Das Wichtigste zuerst: Beim Messen von Ausgleichsblechen braucht du weder Klimaraum noch Tausendstel-Genauigkeit
Wer einen Volvo Penta Antrieb besitzt und das Ausgleichsblech kontrollieren oder wechseln möchte, begegnet im Netz schnell einer Flut von gut gemeinten, aber schlicht falschen Ratschlägen. Die Wahrheit ist erfreulich simpel: Volvo Penta selbst macht keinerlei Angaben zu Messtemperaturen oder Tausendstel-Genauigkeiten – und das hat einen guten Grund. Wir räumen in diesem Artikel mit den hartnäckigsten Mythen auf, damit du deine Zeit sinnvoll nutzt und dein Boot schnell wieder im Wasser ist.

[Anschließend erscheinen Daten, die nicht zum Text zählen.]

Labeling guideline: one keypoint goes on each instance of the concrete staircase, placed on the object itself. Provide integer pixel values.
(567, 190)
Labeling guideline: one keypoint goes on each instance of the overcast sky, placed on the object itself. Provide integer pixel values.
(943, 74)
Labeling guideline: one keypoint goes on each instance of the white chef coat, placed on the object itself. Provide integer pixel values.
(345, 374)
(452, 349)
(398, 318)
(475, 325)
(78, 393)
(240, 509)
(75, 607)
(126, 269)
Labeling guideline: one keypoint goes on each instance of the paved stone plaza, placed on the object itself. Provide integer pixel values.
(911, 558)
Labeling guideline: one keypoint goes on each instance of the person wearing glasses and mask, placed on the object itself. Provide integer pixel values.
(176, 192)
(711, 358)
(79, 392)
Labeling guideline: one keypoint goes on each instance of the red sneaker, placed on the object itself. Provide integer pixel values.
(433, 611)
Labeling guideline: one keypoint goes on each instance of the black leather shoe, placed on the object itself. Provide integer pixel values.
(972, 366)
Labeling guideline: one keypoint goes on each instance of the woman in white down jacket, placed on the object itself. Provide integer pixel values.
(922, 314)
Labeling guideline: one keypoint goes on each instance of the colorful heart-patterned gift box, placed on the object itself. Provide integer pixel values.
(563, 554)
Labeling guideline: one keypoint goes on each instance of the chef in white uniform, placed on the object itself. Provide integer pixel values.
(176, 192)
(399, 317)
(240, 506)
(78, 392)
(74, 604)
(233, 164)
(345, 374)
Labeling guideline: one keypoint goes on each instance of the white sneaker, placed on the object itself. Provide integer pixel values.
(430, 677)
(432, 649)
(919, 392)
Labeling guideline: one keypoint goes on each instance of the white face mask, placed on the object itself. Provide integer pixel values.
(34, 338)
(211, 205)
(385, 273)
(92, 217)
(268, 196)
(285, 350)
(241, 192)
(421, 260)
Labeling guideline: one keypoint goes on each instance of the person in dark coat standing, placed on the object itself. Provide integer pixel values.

Was ist das Ausgleichsblech überhaupt – und warum ist es wichtig?
Das Ausgleichsblech (auch Shim-Blech oder Distanzscheibe genannt) ist ein präzises, dünnes Metallblech, das im Antriebsstrang deines Volvo Penta Außenbordes oder Z-Antriebs verbaut wird. Es dient dazu, das korrekte Spiel zwischen Getriebekomponenten einzustellen und sicherzustellen, dass Zahnräder und Lager im richtigen Abstand zueinander arbeiten.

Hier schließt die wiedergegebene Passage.